In response to a problem posed by Jaisen Mathai, a Yahoo engineer, TechCrunch offered a solution. But is the problem real? The problem is stated as:
What can we do with failed startup intellectual property that might help the community?
In expanding on this problem, they state:
But there’s a problem: all this intellectual property is still “property” and is owned by someone, even after a startup goes bankrupt. If the company has raised any venture capital, or has any creditors, they own the property after the bankruptcy. In a very few instances that IP is sold off to return some money to creditors. This is exactly what happened with Edgeio, for example, a company that I co-founded and which failed late last year. Most of the IP assets were sold to third parties, and the proceeds went to pay off those who were entitled to the assets. [emphasis added]
The formulation of the problem is wrong from the start. There is no problem with intellectual property being owned. In fact if it wasn't owned, its unlikely it would have been created in the first place (open source software being the exception). But the intellectual property was created for one and only one purpose, to create value and wealth that did not exist prior. What TechCrunch implicitly assume in the formation of the problem is that intellectual property is not real property to begin with.

Later TechCrunch offers a solution:

But I can see how this could change. Creditors and investors could agree up front, via a standard clause added to agreements, that any IP that isn’t obviously valuable on its face would be turned over to a third party for a quick analysis and determination of its value (financial and otherwise). That third party could decide to sell anything of value, keeping a percentage of the sale (and giving them an incentive to find value when it’s there), and simply release the code for anything that may be interesting but has little immediate commercial value.

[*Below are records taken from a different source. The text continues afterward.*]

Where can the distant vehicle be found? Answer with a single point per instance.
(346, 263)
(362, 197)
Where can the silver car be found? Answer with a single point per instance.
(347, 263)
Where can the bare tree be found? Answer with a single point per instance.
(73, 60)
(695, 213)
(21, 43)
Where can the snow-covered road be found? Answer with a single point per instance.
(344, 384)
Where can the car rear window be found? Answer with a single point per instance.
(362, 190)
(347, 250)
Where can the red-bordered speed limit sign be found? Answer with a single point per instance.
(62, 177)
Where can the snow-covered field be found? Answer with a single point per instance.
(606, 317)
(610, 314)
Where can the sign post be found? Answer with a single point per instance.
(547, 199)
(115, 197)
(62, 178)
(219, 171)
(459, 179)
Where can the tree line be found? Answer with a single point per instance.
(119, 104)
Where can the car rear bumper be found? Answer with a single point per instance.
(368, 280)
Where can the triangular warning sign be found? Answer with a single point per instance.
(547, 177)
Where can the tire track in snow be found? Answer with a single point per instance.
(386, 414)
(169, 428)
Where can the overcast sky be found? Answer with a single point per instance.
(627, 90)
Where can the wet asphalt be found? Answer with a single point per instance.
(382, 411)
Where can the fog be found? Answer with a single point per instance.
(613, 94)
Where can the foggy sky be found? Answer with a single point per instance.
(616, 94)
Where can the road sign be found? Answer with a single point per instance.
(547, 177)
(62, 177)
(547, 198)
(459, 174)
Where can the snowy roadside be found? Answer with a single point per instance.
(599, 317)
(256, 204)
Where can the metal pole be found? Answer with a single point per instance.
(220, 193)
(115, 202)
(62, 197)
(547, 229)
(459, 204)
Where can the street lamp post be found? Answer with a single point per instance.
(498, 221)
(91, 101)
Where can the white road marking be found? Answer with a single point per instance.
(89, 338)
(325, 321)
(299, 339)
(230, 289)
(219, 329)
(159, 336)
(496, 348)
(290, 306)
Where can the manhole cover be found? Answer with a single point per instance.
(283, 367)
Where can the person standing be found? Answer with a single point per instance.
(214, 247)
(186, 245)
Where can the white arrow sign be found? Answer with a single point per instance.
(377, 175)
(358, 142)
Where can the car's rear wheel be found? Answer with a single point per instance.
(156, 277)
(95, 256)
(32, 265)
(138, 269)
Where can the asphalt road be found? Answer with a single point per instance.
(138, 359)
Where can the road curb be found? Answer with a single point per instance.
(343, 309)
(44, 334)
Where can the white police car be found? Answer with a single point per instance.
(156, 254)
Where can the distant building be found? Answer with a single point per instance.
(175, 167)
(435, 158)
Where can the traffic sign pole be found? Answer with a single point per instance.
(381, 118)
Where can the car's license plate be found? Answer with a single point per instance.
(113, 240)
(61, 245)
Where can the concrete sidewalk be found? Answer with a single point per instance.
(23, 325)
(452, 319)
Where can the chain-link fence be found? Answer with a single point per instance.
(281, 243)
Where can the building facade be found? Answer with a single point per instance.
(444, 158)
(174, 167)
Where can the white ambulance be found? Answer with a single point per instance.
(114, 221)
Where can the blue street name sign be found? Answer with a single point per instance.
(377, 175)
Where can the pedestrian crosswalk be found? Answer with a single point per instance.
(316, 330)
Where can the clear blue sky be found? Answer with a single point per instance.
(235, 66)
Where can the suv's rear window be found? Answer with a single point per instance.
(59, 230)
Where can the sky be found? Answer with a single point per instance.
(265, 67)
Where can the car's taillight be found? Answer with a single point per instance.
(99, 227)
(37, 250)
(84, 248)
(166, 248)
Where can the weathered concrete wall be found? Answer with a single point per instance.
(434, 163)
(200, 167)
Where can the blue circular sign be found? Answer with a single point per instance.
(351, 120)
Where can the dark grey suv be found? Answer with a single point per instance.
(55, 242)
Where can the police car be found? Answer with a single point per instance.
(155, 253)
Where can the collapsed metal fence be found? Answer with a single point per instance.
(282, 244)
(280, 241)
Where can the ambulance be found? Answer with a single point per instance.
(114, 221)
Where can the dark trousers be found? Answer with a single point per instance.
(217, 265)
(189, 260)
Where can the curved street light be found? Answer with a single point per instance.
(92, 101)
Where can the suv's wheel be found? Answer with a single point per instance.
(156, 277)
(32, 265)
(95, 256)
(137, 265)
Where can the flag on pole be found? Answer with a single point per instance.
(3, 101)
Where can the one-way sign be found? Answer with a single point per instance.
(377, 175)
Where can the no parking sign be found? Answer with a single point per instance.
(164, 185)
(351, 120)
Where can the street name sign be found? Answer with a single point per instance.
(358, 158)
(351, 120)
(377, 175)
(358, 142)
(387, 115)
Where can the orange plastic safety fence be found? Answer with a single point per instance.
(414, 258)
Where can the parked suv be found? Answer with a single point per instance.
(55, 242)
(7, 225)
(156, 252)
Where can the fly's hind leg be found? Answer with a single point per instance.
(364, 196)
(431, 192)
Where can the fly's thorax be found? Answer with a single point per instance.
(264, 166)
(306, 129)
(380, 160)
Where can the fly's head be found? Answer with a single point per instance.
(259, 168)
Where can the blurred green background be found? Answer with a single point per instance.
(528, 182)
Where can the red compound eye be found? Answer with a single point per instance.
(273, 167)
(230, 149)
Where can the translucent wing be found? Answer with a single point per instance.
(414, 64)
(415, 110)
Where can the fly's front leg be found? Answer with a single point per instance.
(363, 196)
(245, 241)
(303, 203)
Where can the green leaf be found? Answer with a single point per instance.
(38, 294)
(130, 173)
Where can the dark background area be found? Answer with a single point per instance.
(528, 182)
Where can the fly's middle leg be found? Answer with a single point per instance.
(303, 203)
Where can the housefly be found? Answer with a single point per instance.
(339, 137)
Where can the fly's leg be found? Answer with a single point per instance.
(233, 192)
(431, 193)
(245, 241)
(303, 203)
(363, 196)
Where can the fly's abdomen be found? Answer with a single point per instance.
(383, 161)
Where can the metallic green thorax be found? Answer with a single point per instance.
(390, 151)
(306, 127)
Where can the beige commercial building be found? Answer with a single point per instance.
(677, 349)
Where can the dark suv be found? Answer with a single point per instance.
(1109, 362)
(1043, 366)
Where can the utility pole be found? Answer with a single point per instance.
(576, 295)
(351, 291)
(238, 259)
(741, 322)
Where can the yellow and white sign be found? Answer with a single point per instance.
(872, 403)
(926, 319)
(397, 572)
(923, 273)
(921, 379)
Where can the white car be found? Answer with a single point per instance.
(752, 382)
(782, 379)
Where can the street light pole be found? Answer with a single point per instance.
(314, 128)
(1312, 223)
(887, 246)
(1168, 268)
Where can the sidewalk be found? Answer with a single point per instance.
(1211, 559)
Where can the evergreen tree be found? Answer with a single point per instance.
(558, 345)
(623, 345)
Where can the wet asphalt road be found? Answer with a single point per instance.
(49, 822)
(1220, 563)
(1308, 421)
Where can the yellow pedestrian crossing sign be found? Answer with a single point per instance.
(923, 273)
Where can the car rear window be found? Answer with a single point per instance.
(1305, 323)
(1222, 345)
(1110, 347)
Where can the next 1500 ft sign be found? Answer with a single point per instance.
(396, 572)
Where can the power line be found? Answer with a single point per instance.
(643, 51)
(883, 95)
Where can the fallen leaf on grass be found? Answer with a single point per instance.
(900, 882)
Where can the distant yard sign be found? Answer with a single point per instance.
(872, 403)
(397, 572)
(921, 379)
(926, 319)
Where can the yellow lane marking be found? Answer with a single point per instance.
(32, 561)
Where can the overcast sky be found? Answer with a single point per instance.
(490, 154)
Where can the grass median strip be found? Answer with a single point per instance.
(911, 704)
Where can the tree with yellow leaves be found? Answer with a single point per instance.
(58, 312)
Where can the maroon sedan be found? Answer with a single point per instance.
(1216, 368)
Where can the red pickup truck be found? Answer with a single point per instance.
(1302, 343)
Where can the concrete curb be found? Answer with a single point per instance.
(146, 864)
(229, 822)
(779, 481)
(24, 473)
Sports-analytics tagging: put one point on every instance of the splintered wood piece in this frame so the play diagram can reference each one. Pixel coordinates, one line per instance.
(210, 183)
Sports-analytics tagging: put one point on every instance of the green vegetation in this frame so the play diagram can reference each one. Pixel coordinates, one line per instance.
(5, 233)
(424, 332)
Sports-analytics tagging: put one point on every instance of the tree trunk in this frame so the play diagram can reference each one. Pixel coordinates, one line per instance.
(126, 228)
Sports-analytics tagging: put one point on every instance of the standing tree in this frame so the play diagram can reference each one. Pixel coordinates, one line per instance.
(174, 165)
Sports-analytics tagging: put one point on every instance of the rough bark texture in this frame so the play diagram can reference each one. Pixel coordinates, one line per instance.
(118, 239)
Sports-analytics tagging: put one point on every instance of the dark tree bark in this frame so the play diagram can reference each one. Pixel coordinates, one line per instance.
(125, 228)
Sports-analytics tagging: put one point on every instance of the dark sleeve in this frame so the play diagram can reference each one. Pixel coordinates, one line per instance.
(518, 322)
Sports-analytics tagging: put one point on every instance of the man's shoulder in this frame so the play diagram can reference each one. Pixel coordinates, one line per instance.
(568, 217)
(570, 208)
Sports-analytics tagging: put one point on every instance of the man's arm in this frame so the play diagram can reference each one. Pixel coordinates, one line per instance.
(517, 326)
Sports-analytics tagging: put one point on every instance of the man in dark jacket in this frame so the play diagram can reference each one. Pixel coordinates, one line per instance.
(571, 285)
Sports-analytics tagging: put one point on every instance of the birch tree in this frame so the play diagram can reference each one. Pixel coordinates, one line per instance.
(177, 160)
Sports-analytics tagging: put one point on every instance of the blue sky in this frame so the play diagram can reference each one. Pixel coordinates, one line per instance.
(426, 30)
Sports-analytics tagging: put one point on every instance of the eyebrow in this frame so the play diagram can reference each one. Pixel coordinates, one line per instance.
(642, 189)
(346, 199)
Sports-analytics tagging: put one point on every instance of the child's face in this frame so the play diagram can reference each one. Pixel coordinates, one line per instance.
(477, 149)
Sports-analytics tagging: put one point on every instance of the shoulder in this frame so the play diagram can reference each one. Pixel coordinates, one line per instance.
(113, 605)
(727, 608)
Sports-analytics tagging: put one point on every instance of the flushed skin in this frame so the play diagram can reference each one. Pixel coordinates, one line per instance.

That third party would need to be funded, though, and the income from asset sales probably wouldn’t cover the operating expenses. Perhaps this would be a good project for a university, or group of universities, to support. Student developers and faculty may find academic reasons to pursue it. And they would certainly be giving back to the community as well. [Emphasis added]
I applaud the use of private organizations to facilitate the transfer of intellectual assets from failed startups to new organizations. However, if the value from the sale of intellectual property is so low, why waste time with this third party? Why fund something that offers so little value. If these assets are so easy to recreate, where is the problem?

The answer is that there is no problem. This is exactly how markets work. Sometimes, things of value get abandoned. But more often, businesses are aware of the value of their assets and attempt to squeeze every dollar from it. Whether or not a business wants to donate assets that are worthless to them to some non-profit organization is a legitimate suggestion, but certainly not one that should occupy the minds of most start-ups nor most creditors. Often, it simply isn't worth it.